Adisseo - Commentry (Allier) : Une usine chimique qui fabrique aussi des cancers17/11/20062006Journal/medias/journalnumero/images/2006/11/une1998.jpg.445x577_q85_box-0%2C104%2C1383%2C1896_crop_detail.jpg

Dans les entreprises

Adisseo - Commentry (Allier) : Une usine chimique qui fabrique aussi des cancers

L'usine chimique Adisseo de Commentry, aujourd'hui filiale du groupe chinois Chem China, mais qui auparavant avait appartenu à Rhône-Poulenc, puis à Aventis, est spécialisée dans la fabrication de vitamine A et de vitamine E destinées à l'alimentation animale.
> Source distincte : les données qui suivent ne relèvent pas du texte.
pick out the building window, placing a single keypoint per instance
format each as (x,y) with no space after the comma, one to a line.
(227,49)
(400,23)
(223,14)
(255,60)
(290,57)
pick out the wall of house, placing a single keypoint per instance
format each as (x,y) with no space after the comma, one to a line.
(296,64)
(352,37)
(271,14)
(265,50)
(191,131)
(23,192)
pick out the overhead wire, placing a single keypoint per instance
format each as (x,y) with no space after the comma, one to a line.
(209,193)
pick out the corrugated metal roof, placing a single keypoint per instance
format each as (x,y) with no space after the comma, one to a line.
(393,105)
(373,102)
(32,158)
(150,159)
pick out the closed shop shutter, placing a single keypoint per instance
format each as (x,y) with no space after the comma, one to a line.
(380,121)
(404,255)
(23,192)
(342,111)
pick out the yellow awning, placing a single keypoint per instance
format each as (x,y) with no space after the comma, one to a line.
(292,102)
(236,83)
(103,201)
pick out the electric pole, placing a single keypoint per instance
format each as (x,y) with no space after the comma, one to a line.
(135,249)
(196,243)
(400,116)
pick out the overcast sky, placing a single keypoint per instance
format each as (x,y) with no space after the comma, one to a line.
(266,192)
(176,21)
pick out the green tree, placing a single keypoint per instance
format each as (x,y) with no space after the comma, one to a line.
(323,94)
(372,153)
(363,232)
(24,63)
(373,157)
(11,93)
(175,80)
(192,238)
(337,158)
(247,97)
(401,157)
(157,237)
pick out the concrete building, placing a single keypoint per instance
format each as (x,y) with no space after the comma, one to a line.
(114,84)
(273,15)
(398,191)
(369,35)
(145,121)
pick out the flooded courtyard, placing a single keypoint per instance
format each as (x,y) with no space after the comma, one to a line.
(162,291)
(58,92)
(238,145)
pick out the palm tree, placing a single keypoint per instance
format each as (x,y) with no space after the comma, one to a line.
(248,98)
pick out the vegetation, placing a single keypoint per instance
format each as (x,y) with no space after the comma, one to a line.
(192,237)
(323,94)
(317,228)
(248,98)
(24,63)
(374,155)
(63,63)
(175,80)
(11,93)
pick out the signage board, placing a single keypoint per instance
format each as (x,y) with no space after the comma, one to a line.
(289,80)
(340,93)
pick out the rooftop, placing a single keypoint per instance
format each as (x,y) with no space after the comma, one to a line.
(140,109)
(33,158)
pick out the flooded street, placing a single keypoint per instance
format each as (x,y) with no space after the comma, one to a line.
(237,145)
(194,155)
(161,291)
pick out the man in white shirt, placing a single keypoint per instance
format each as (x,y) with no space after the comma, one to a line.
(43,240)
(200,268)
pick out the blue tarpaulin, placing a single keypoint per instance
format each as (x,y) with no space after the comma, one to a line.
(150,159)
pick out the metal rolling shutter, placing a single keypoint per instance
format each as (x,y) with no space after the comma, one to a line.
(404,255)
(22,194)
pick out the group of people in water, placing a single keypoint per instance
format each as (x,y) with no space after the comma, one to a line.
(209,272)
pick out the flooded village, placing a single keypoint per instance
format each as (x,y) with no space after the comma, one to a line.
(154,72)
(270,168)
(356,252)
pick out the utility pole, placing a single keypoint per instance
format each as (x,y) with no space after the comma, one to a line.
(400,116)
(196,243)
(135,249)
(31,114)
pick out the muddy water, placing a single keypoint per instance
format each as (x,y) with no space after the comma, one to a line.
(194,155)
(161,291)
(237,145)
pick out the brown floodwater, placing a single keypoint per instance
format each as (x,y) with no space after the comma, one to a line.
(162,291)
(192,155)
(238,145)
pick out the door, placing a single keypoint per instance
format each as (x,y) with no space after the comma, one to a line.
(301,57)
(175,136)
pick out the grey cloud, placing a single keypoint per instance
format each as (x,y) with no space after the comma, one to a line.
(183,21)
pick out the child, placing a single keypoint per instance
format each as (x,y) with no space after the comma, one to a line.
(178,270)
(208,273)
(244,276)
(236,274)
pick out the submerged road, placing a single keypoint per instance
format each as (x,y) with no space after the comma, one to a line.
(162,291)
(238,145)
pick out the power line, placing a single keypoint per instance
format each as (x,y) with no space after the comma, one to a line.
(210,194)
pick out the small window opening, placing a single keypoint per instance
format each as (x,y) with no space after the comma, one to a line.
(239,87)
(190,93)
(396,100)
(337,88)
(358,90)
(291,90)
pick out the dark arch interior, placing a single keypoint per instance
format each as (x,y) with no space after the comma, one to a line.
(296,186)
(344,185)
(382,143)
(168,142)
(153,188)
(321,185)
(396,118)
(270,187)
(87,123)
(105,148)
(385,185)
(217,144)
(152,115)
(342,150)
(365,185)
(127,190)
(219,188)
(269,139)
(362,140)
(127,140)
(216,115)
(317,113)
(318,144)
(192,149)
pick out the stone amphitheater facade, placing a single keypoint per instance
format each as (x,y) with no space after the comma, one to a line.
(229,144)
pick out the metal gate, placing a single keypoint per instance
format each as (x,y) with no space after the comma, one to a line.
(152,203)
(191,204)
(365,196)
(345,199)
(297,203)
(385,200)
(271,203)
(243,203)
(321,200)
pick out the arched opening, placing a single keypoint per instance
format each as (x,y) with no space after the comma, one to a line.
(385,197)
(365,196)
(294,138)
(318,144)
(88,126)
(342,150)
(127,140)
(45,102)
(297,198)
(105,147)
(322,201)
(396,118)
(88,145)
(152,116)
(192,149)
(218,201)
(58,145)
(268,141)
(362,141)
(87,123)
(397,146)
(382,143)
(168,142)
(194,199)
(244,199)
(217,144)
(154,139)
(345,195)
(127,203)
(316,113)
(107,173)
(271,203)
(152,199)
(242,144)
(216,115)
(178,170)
Aujourd'hui, l'usine compte 700 salariés, sans compter la centaine de salariés d'intervenants extérieurs, et elle est classée «Seveso 2" pour sa dangerosité

À ce jour, en 2006, on dénombre quarante-neuf personnes qui y ont travaillé et qui ont contracté un cancer: vingt-quatre ont été atteintes d'un cancer du rein, dont neuf sont décédées. C'est, d'après les experts, un taux «plus de vingt fois supérieur à la moyenne». Quinze personnes souffrent de cancer de l'appareil urinaire (prostate, vessie), y compris des personnes jeunes. Dix personnes sont atteintes d'un cancer de l'intestin. Sans compter les vingt et une personnes atteintes par les cancers de l'amiante.
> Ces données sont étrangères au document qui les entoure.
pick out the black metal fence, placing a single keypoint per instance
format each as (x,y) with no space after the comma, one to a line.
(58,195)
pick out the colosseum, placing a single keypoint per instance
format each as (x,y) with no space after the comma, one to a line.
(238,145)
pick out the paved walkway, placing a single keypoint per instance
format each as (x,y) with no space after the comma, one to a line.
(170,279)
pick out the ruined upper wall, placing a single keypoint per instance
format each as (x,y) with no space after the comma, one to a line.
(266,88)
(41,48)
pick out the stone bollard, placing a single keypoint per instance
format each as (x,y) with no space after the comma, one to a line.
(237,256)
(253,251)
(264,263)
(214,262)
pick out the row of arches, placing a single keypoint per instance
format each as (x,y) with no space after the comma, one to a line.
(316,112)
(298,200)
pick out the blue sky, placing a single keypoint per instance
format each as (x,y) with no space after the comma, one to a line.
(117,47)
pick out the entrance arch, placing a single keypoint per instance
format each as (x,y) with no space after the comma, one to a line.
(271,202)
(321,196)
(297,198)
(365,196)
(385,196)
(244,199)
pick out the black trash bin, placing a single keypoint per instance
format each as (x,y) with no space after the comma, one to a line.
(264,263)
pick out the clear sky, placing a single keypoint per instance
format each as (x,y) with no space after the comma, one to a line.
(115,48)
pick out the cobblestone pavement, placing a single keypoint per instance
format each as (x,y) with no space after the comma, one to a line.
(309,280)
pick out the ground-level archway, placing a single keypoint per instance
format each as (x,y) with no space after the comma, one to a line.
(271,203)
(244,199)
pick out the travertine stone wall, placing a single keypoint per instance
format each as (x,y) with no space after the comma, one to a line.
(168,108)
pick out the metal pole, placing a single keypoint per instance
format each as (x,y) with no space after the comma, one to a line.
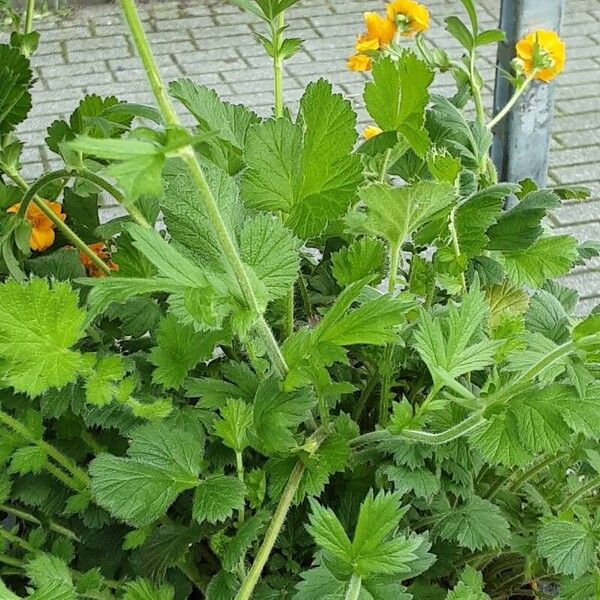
(522,140)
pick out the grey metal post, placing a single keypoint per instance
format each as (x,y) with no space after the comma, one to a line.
(522,139)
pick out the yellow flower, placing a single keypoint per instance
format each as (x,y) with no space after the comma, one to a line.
(371,131)
(543,53)
(42,228)
(99,249)
(366,44)
(379,28)
(359,62)
(409,16)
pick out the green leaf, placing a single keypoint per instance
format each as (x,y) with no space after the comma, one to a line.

La cause des cancers du rein est quasi certaine: en 1982, l'entreprise avait introduit une nouvelle molécule dans son procédé de fabrication, le Chloracétal C5, pourtant reconnue pour ses pouvoirs toxiques et mutagènes, en particulier sur les reins.
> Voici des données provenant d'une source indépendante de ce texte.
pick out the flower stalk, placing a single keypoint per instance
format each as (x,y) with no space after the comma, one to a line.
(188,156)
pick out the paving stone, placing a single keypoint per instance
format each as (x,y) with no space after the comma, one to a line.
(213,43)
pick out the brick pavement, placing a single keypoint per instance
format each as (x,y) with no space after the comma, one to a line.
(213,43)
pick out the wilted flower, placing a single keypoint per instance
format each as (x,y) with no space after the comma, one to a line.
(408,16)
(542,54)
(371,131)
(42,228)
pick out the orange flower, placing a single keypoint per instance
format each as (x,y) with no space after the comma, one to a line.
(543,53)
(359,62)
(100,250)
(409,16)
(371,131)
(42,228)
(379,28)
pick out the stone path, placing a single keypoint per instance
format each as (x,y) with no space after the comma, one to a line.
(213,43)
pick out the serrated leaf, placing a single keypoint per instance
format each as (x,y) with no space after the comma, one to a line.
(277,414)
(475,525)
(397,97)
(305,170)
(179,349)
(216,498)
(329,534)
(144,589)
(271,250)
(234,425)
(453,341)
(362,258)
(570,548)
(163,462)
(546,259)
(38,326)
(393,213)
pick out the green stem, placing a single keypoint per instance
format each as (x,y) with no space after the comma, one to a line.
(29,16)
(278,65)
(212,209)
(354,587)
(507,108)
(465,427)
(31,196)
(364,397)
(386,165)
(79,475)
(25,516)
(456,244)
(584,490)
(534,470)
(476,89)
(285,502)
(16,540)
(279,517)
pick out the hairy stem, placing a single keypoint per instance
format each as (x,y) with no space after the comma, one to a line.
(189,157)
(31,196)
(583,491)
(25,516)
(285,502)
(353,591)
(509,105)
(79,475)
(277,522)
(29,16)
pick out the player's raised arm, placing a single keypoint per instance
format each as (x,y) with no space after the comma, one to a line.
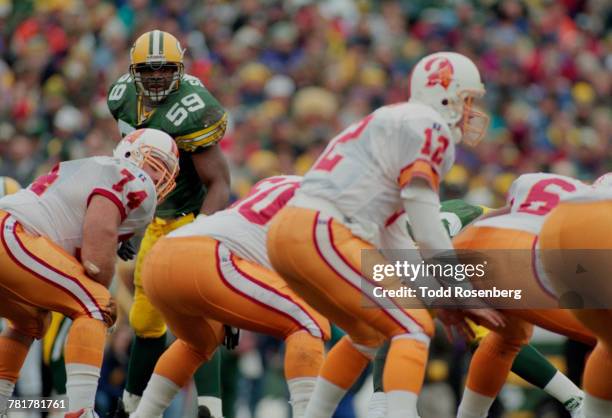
(100,232)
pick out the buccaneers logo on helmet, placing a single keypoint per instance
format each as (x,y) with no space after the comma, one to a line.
(442,74)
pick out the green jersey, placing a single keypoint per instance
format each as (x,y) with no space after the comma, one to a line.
(191,115)
(456,214)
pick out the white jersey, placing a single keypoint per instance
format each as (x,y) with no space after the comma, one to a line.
(362,170)
(54,205)
(243,226)
(531,198)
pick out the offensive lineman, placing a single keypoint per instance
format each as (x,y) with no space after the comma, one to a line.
(515,228)
(529,363)
(156,93)
(232,283)
(577,232)
(59,242)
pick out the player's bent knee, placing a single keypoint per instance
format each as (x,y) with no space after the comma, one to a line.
(29,328)
(421,337)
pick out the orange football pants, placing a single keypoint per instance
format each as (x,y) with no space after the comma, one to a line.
(511,267)
(212,286)
(575,227)
(321,260)
(37,276)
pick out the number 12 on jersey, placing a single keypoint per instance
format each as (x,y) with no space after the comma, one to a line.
(330,157)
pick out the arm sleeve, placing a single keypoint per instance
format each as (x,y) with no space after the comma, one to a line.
(404,153)
(422,205)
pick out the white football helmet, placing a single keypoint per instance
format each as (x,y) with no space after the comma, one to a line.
(155,148)
(603,181)
(449,82)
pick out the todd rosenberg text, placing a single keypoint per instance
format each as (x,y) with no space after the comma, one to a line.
(448,292)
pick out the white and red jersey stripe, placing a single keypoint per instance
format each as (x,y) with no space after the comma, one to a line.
(533,196)
(243,226)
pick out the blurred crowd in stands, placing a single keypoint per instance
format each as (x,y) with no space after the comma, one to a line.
(293,73)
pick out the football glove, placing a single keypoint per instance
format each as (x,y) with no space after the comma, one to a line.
(126,250)
(232,337)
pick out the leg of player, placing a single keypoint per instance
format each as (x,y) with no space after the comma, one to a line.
(88,304)
(149,328)
(568,233)
(208,385)
(226,295)
(496,352)
(303,359)
(84,350)
(532,366)
(14,348)
(324,268)
(377,407)
(598,368)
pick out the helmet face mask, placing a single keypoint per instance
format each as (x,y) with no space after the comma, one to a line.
(450,82)
(155,152)
(474,122)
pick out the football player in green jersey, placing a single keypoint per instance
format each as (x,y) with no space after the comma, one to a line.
(156,93)
(529,364)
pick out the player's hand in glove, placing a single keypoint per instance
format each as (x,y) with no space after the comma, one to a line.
(232,337)
(126,250)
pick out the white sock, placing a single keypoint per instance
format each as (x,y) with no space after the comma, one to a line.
(130,401)
(562,389)
(81,385)
(401,404)
(300,392)
(377,407)
(6,390)
(474,405)
(157,396)
(214,405)
(325,399)
(596,407)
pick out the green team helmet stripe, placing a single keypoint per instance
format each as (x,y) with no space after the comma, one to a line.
(157,42)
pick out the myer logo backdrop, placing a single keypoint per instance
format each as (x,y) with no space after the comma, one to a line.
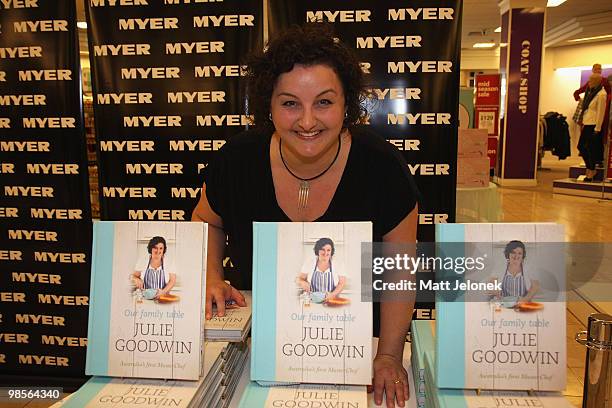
(166,96)
(45,221)
(409,51)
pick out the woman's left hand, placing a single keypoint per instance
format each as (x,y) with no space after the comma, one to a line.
(391,379)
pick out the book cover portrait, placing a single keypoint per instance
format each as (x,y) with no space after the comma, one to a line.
(310,323)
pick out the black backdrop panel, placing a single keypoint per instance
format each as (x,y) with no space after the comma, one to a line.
(410,53)
(45,221)
(166,95)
Dès 1994, le médecin de l'entreprise avait alerté la direction de l'usine sur le premier cas de cancer du rein. En 2003, dix cancers étaient déjà recensés. Mais les tentatives de faire reconnaître ces cancers comme maladies professionnelles sont restées vaines. Il a fallu que l'Association des malades de la chimie, créée en 2003 et soutenue par la CGT de l'entreprise, porte l'affaire sur la place publique par le moyen d'une conférence de presse et que le quotidien local relate l'existence de nombreux cas de cancer du rein pour que les instances publiques s'intéressent enfin à la situation des travailleurs malades.

Depuis, quinze personnes malades du cancer du rein ont été reconnues comme ayant contracté une maladie professionnelle, avec un taux d'incapacité de 25 à 40%. Neuf d'entre elles poursuivent Adisseo pour faute inexcusable afin d'obtenir des indemnités du patron.

L'association a également obtenu de la Cram le suivi, pour le risque de cancer du rein, de soixante-deux ex-salariés d'Adisseo et de quarante-quatre ex-salariés d'entreprises extérieures qui intervenaient sur le site. En fait, le recensement des intérimaires et des salariés des sous-traitants est très difficile.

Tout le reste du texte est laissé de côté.